Symplectic was already quite a mature company when Digital Science invested in it. The company was founded in 2003 by four PhD physics students at Imperial College, London, who saw that research published in their department was generally organised in quite an ad hoc way, and that admin was taking up a lot of researchers’ time.

Their solution was to build a centralised system that researchers can populate with their journal articles, books, grants and even things like TV appearances. For the researcher, this gives a record in one place, but for the institution it can give an overview of a department, a faculty or a type of publication.

Such a facility is important when universities or individuals are required to give evidence of their output to funders or governments. In 2008, Imperial and University College London used Simplectic’s Elements tool in the UK’s Research Assessment Exercise. In the 2014 Research Excellence Framework, the company will work directly with Research Councils UK and universities. It is also involved in the Performance Based Research Fund (PBRF) in New Zealand and the Higher Education Research Data Collection (HERDC) in Australia.

Elements also integrates with institutional repositories. It is built into Sherpa Romeo and can manage embargoes. According to Sabih Ali, the company’s marketing officer, it can bring in old databases that universities already have, including HR feeds, too.

In addition, there is Altmetric, which helps measure attention to individual research. ‘You always want to know how your work is doing,’ commented Euan Adie, founder of Altimetric. ‘Essentially we are trying to collect as much information as possible on papers and making this available to publishers, authors and readers.’

This means pulling together all the conversations in places like tweets, reviews and blogs, as well as in traditional citations, into one place.
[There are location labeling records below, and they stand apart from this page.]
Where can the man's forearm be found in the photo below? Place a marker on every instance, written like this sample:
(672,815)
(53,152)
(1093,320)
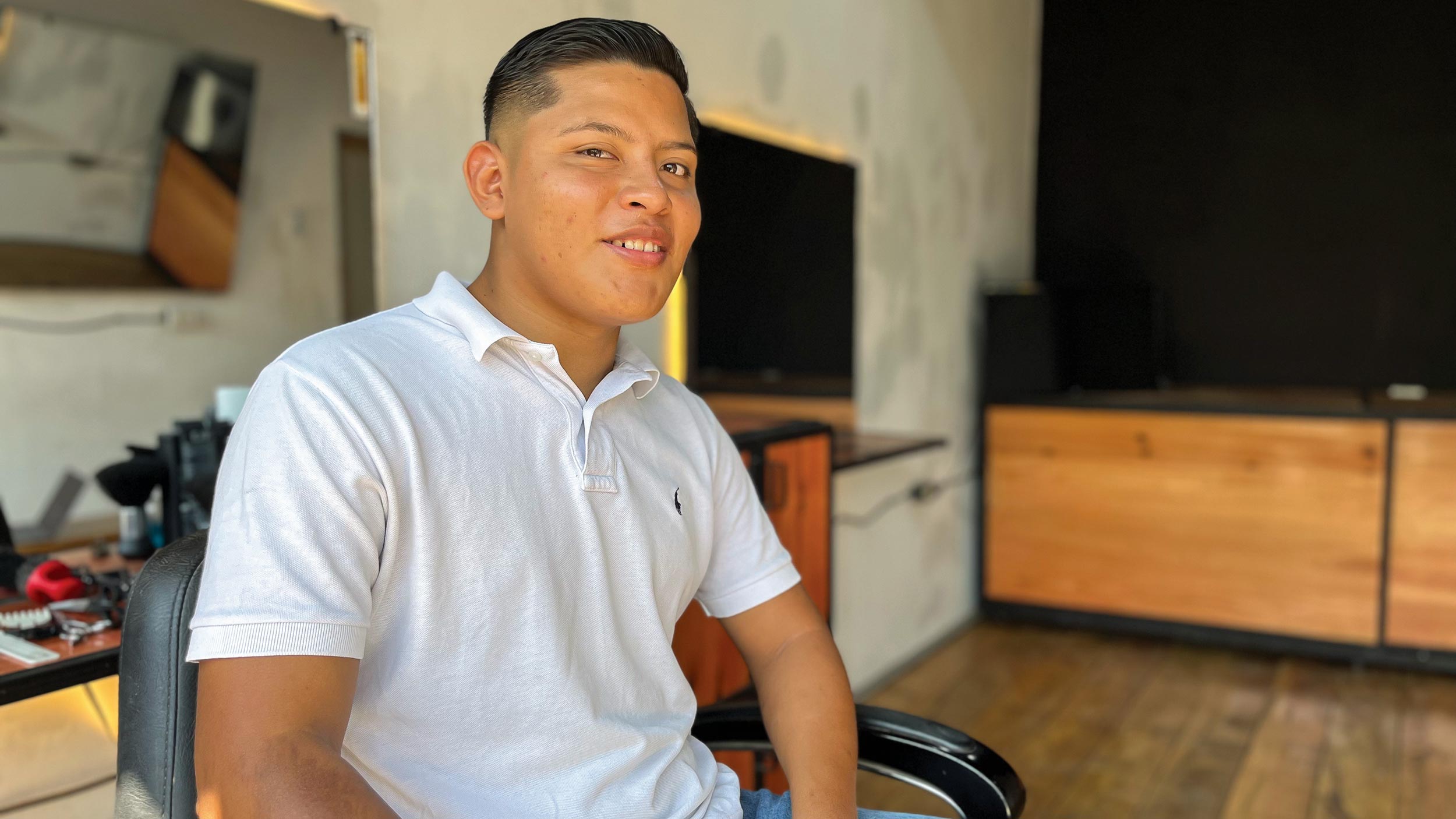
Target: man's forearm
(810,715)
(292,777)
This is a complex process, especially, as Adie observed, because the timescales are different for different types of reactions.

‘Half of the tweets happen by day three and half the blogging happens within nine days. F1000 reviews and appearance in Mendeley occur on a longer time frame, and it is 18 months before citations really kick in.’
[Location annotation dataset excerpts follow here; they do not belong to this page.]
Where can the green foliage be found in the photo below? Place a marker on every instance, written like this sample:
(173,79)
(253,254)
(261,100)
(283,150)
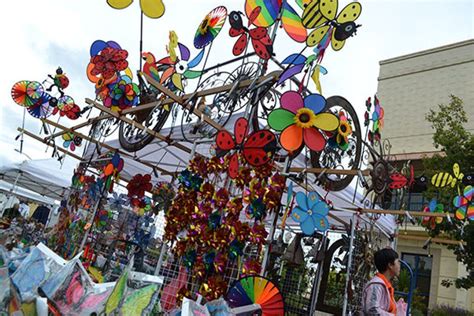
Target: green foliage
(456,144)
Another challenge is that it’s very difficult to evaluate if it’s good or bad attention. Adie noted that Altmetric did a project with Martin Fenner of PLOS, which revealed that two thirds of tweets were completely neutral.

What’s more, there are differences between subject areas, for example between archaeology and life sciences, in what constitutes attention. ‘What is really interesting is how much different areas engage in social media,’ he said.

Adie sees Altmetric as a way into raw data: ‘I see us as half engineering, half data curation. I’d like metrics to encourage people to see which papers to look at in more details. They could choose a type of attention, for example: of these 100 papers, which 10 have the most impact on government policy? It could help institutions pick things that fit with their remit.’

Despite the complexity, Altmetric does also attempt to quantify impact with the use of its doughnut symbol with coloured swirls around the sides to represent impact in different areas and a number in the middle to represent an overall score. And this symbol received a lot of Twitter discussion of its own when the company gave out real doughnuts at the STM Innovations seminar in London in December.


Hannay is excited about the individual businesses, but he is also excited about their potential when they work together. This is already starting to happen, with integration between LabGuru and Altmetric, and connections between Symplectic and Figshare, for example. But there is potential for more. As Hannay observed: ‘Once you are providing services all round you can in theory provide metrics all round.’

And there are possibilities beyond Digital Science too. Symplectic can connect to Mendeley – although not yet to Digital Science’s own Readcube. However, sister company Palgrave Macmillan uses Readcube with its Palgrave Pivot products.

There are possibilities with industry-wide initiatives too, such as bringing together the information from different stages of the research process with researchers’ unique ORCID identifiers.

The technology of the research process is changing and there are plenty of ideas of how to help.